Oh, really? Before I saw the light I toured three books; I was interviewed on ABC by Barbara Howar and CNN by Marilyn Ringo, did Barry Farber's radio show with Martha Mitchell, and appeared as the mystery guest on To Tell the Truth. I still get speech requests, most recently a $5,000 offer from the University of Tennessee that I turned down. Once in a while a TV offer dribbles in because TV people still can't believe that any writer would say no, but I always say no because I refuse to be a Writing Head.

The distinction between Talking Heads and Writing Heads may not exist, but it ought to. The former are primarily television personalities who do no harm because television is their natural milieu. But the latter, by laboring in the wrong vineyard, risk spoiling precious grapes.

A Writing Head is a writer who encourages people to listen rather than read, and thus contributes to the destruction of his own metier. The warning signs of this unforgivable sin are evident in Chris Matthews's description of his new show, inexplicably named In Depth: "I don't spend any time thinking about it before I get here," he confesses. "If anything comes into my head, I basically can go with it. It's first draft."

That sounds like a workshop in the Theodore Dreiser Sentence: "The, to Carrie, very important theatrical performance was to take place at the Avery on conditions which were to make it more noteworthy than was at first anticipated."

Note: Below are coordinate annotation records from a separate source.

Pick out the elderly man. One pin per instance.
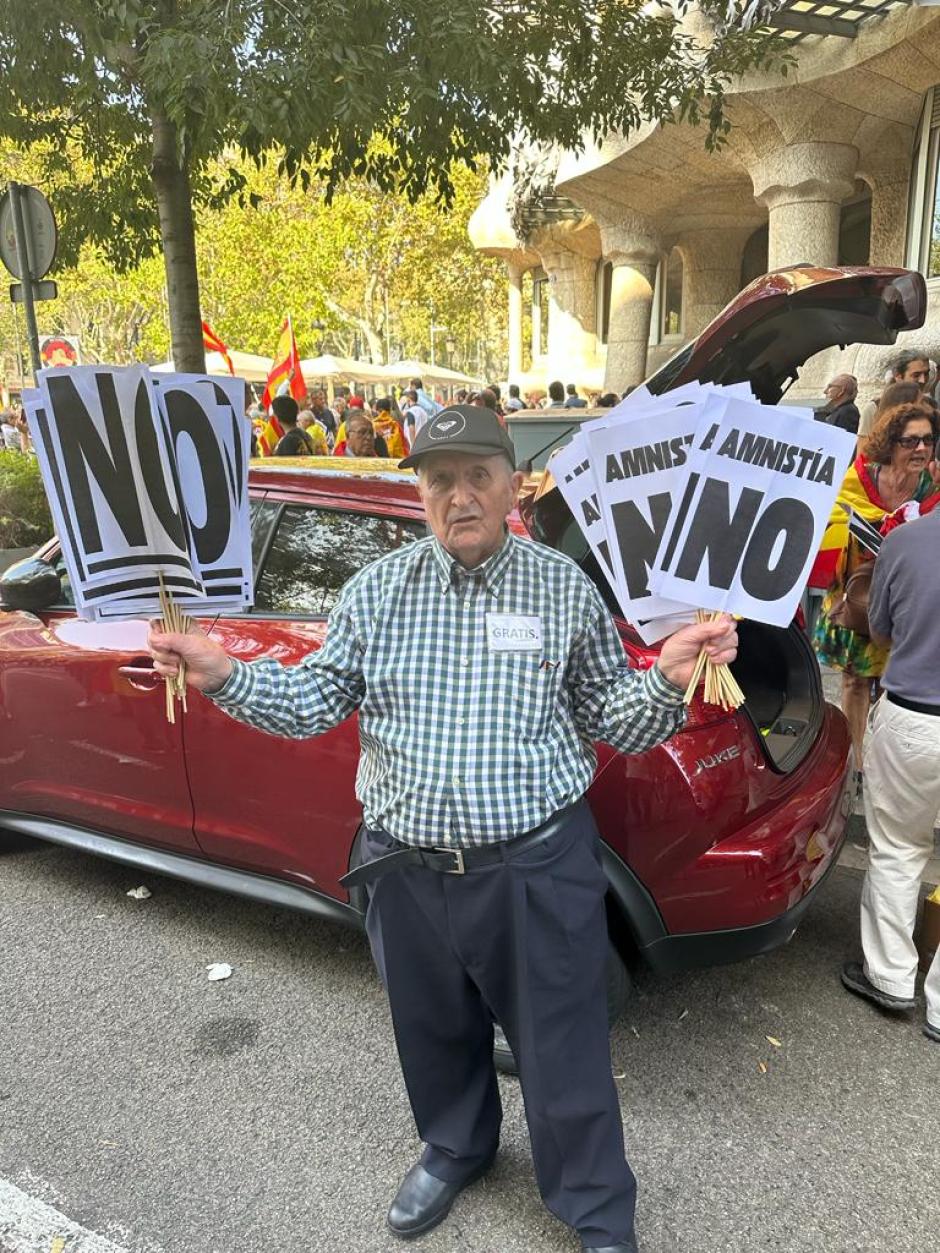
(483, 668)
(901, 772)
(840, 407)
(360, 439)
(909, 367)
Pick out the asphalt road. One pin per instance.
(169, 1114)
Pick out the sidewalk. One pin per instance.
(855, 851)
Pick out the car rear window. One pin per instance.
(315, 551)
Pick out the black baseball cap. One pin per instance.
(461, 429)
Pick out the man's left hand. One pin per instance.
(679, 653)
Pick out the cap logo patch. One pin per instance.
(446, 427)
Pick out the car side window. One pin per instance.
(315, 551)
(68, 597)
(262, 519)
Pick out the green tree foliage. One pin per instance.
(364, 272)
(153, 92)
(24, 510)
(339, 268)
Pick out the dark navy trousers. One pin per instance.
(523, 941)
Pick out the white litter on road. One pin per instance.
(29, 1226)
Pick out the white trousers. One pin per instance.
(901, 800)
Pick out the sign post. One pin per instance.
(28, 224)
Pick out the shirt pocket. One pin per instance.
(528, 693)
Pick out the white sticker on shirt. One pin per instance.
(513, 633)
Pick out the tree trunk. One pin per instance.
(174, 203)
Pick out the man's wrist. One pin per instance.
(661, 688)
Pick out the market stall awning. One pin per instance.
(327, 366)
(247, 365)
(404, 371)
(796, 19)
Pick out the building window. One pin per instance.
(672, 275)
(855, 228)
(603, 287)
(923, 202)
(539, 313)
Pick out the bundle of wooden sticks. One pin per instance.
(176, 620)
(721, 688)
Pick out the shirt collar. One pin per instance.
(490, 571)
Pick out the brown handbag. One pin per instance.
(851, 610)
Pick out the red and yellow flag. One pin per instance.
(286, 369)
(270, 436)
(213, 343)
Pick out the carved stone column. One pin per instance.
(515, 271)
(572, 330)
(711, 258)
(802, 187)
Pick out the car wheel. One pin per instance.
(618, 993)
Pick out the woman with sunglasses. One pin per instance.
(894, 479)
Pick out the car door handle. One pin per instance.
(141, 674)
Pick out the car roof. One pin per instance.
(370, 480)
(376, 479)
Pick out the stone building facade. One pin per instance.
(638, 243)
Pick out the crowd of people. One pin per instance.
(386, 426)
(875, 627)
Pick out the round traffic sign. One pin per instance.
(41, 234)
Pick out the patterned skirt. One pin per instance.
(845, 649)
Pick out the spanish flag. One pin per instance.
(286, 369)
(859, 494)
(213, 343)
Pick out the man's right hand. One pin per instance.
(207, 664)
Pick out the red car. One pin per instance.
(713, 842)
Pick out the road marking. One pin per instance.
(29, 1226)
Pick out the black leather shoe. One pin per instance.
(855, 979)
(629, 1247)
(424, 1201)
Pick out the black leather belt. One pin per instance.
(456, 861)
(914, 706)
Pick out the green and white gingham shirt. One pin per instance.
(461, 744)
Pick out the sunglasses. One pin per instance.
(911, 441)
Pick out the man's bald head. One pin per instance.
(842, 389)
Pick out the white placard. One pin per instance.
(146, 486)
(760, 489)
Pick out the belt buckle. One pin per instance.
(458, 855)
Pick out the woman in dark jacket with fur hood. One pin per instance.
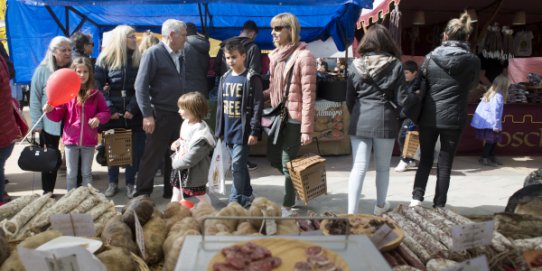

Knowing what talking constantly on television does to the syntax of politicians, one has no reason to suppose that the same thing can't happen to the syntax of writers who talk constantly on television. It's happening to some Writing Heads already, and it produces a sensation that every Fiftiesera woman will recognize: Trying to read their prose is like trying to dance with the man who took $10,000 worth of Arthur Murray lessons and still can't lead.

The writer's ear is sharpened by isolation and solitude, not by a little electronic plug carrying the disembodied voice of a producer counting off the seconds to commercial break. Heard often enough, the countdown will stay with the Writing Head when he sits down to his word processor, until the leisurely habit of polishing his prose deserts him. No longer will he heed Boileau's injunction, "Make haste slowly." No longer will he take the time to weigh the difference between the sturdy traction of "I've got" and the smooth glide of "I have" and decide which one his sentence needs. Alone in his atelier but with his mind still back at the sound stage, he acquires the habit of writing like someone who is trying to finish a thought before Eleanor Clift shrieks or John McLaughlin roars "Mor-TUN!"

FAME and money aside, I suspect that the lure of Writing Headdom is tied up with America's desperate quest for "well-roundedness" and our concomitant fear of its antithesis, the one-track mind. Intense concentration looks a lot like loneliness, so we deliberately scatter our shot to prove how well-adjusted we are. Our ideal is the straight-A student who is also a class leader and an "all-round athlete." Aware that intellectual triumphs alone would mark him as "weird," he hurls himself into extracurricular activities so no one will suspect him of studying too hard. When writers indulge this national tic, "extracurricular activities" translates into TV and lecture gigs.